Inherits From: Callback
tf.keras.callbacks.EarlyStopping(
monitor='val_loss', min_delta=0, patience=0, verbose=0, mode='auto',
baseline=None, restore_best_weights=False
)
Arguments |
monitor
|
Quantity to be monitored.
|
min_delta
|
Minimum change in the monitored quantity
to qualify as an improvement, i.e. an absolute
change of less than min_delta, will count as no
improvement.
|
patience
|
Number of epochs with no improvement
after which training will be stopped.
|
verbose
|
verbosity mode.
|
mode
|
One of {"auto", "min", "max"} . In min mode,
training will stop when the quantity
monitored has stopped decreasing; in max
mode it will stop when the quantity
monitored has stopped increasing; in auto
mode, the direction is automatically inferred
from the name of the monitored quantity.
|
baseline
|
Baseline value for the monitored quantity.
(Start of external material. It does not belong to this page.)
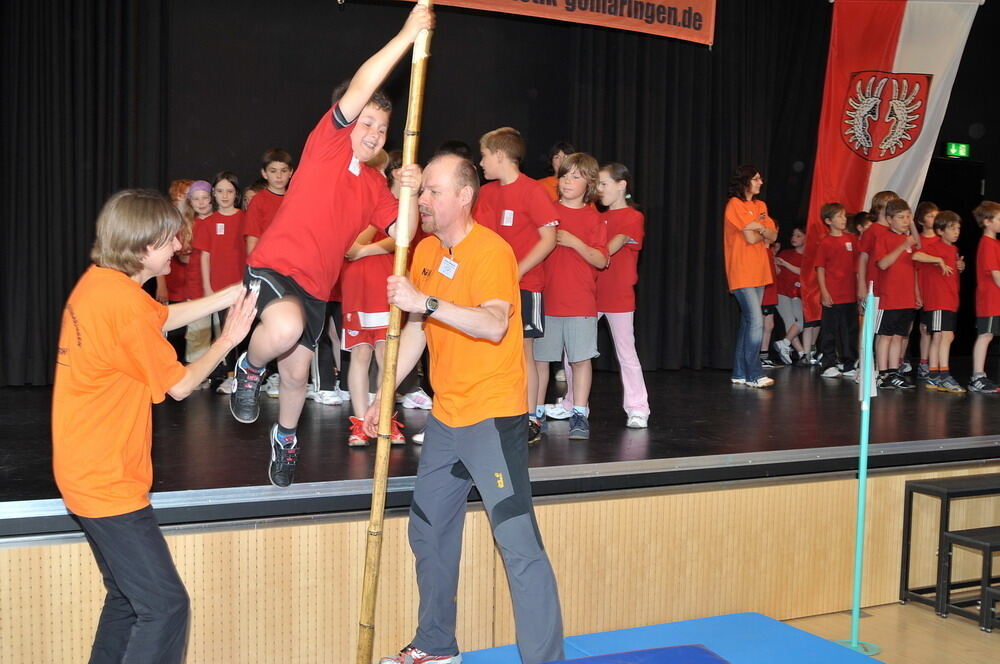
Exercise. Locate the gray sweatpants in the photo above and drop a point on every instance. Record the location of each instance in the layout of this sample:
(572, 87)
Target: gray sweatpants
(493, 454)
Training will stop if the model doesn't show improvement over the
baseline.
|
restore_best_weights
|
Whether to restore model weights from
the epoch with the best value of the monitored quantity.
If False, the model weights obtained at the last step of
training are used.
|
Example:
callback = tf.keras.callbacks.EarlyStopping(monitor='val_loss', patience=3)
# This callback will stop the training when there is no improvement in
# the validation loss for three consecutive epochs.
model.fit(data, labels, epochs=100, callbacks=[callback],
validation_data=(val_data, val_labels))
Methods
get_monitor_value
View source
get_monitor_value(
logs
)
set_model
View source
set_model(
model
)
set_params
View source
set_params(
params
)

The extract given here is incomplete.